CREATE FUNCTION public.alloydbnl2sql(text) RETURNS text
LANGUAGE plpgsql
..................................
SELECT google_get_sql_current_schema into sqltext
from alloydb_ai_nl.google_get_sql_current_schema(sql_text => $1,
model_id => 'gemini-pro-text-to-sql' );
return sqltext;
exception
...............
end;
$_$;
cd IPL_Trivia
python3 -m venv ipl
source ipl/bin/activate
pip3 install -r requirement.txt
After setting up, modify the .env
files with your database credentials and launch IPL Trivia:
python3 -m streamlit run app.py
IPL Trivia Time with AlloyDB OMNI.
Some of the Trivial, i was able to extract using the foundation model.
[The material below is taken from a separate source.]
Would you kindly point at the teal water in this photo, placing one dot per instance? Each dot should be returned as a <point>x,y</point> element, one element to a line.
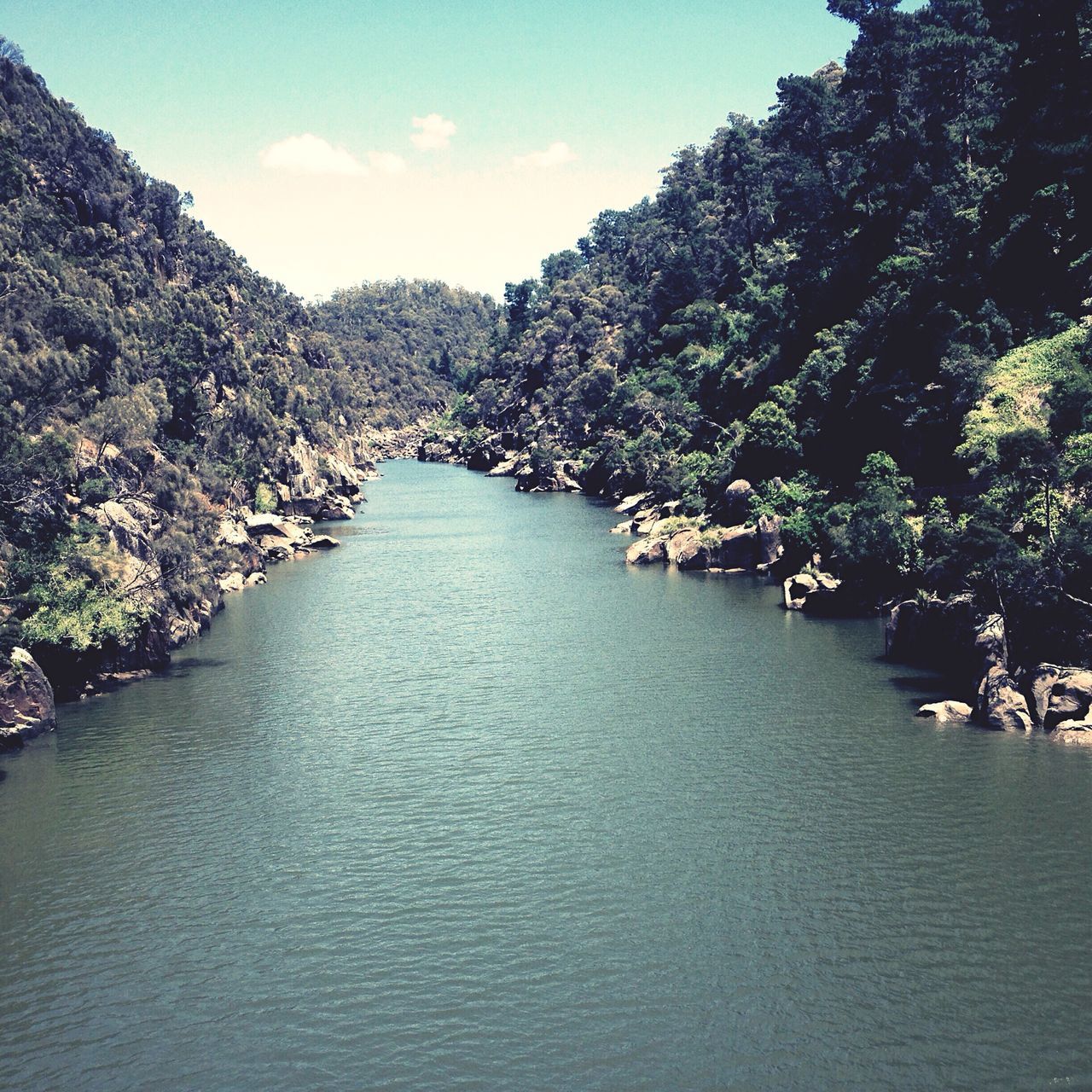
<point>468,804</point>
Batsman with most run scored in noballs as extra type
Top 5 bowler with most no.of wickets in ipl
Team that played most no.of final
Batsman with most threes in run
Bowler with most run conceded in a single match.
Conclusion: And That’s a Wrap!
If you’ve made it this far, you’re now equipped with a trivia machine that not only tests your IPL knowledge but shows off the power of LLM-driven data queries. Whether you’re an IPL fanatic or just someone who loves cool tech, this project combines the best of both worlds. So, fire it up, challenge your friends, and discover those hidden IPL gems! Who knows — maybe you’ll uncover a trivia fact no one else knew! Ready to dive into the world of cricket data and outscore the competition? Let the games begin! 🎉
References :-
The IPL dataset was built using Kaggle data, which was later normalized, with additional comments added to the columns and tables.